His arm tightened around her. "I hope so."
They lay in comfortable silence, watching the light change. Outside, the sound of the bay was a constant, gentle rhythm. Somewhere in the distance, a boat horn sounded.
"What about you?" he asked. "Your leave is almost up."
She'd been thinking about that more and more lately. The calendar was counting down. The looming return to Chicago. The life she'd left behind. But lying here, in this room that had become theirs, in this town that had become home, the answer felt clearer than it ever had.
"I already told you," she said. "I'm staying."
"I know. But what about work? What about your career?"

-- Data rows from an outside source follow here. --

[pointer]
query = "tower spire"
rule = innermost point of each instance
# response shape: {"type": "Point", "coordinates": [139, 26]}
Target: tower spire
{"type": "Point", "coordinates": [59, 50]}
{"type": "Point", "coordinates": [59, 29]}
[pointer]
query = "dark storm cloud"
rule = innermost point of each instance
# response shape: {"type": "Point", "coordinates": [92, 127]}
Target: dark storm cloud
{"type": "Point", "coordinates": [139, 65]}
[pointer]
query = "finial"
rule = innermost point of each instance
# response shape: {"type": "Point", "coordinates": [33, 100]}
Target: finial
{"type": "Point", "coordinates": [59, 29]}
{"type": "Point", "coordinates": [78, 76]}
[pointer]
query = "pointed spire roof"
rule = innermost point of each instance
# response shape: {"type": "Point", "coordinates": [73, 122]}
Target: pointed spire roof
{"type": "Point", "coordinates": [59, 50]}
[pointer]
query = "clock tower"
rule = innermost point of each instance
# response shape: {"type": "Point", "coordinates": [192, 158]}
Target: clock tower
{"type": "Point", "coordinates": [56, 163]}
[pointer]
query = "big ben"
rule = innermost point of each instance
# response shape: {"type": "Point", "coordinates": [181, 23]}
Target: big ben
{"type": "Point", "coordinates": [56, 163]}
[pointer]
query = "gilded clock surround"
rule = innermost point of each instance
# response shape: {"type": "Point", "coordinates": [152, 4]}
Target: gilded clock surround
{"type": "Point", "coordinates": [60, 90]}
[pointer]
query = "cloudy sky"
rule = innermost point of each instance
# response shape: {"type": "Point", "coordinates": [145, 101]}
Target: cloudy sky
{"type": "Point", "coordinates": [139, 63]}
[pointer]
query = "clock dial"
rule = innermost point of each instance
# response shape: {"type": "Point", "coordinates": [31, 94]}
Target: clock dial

"I've been talking to Dr. Hendricks at the Copper Moon Clinic. They're looking for someone to help with urgent care. It's not trauma surgery, but it's medicine. It's helping people." She propped herself up on her elbow, looking down at him. "And it doesn't break me. That's the difference. I can have a life and a job instead of just a job."
"You'd really give up surgery?"
"I'm not giving it up. I'm choosing something different. Something sustainable. Something that leaves room for..." She gestured vaguely at the room, at him, at everything. "This."
Brian's smile was slow and bright, the kind that transformed his whole face. "So we're both starting over."
"Starting fresh," she corrected. "There's a difference."
"Is there?"
"Starting over means wiping the slate clean, pretending the past didn't happen. Starting fresh means taking everything you've learned and using it to build something better." She kissed him softly. "We're not erasing Lily or my burnout or any of it. We're just deciding we're more than the worst things that happened to us."
"When did you get so wise?" he asked, echoing his words from the shop.
"I've always been wise. You just weren't paying attention."
He laughed and pulled her down for another kiss. "Deeply annoying," he murmured against her lips. "But I love you anyway."
She went still. They hadn't said those words yet, either of them. They'd danced around them, showed them in a hundred small ways, but the actual syllables had stayed unspoken.
"What?" He pulled back slightly, concern flickering in his eyes. "Too soon?"
"No." She shook her head, a smile spreading across her face. "Not too soon. Just right." She pressed her forehead to his. "I love you, too, Brian Knight. Even when you're grumpy before your first coffee."
"Especially then," he corrected.
"No. Definitely 'even when.' You're a terror before caffeine."
"Fair." He kissed her forehead. "But you keep stealing the good mug."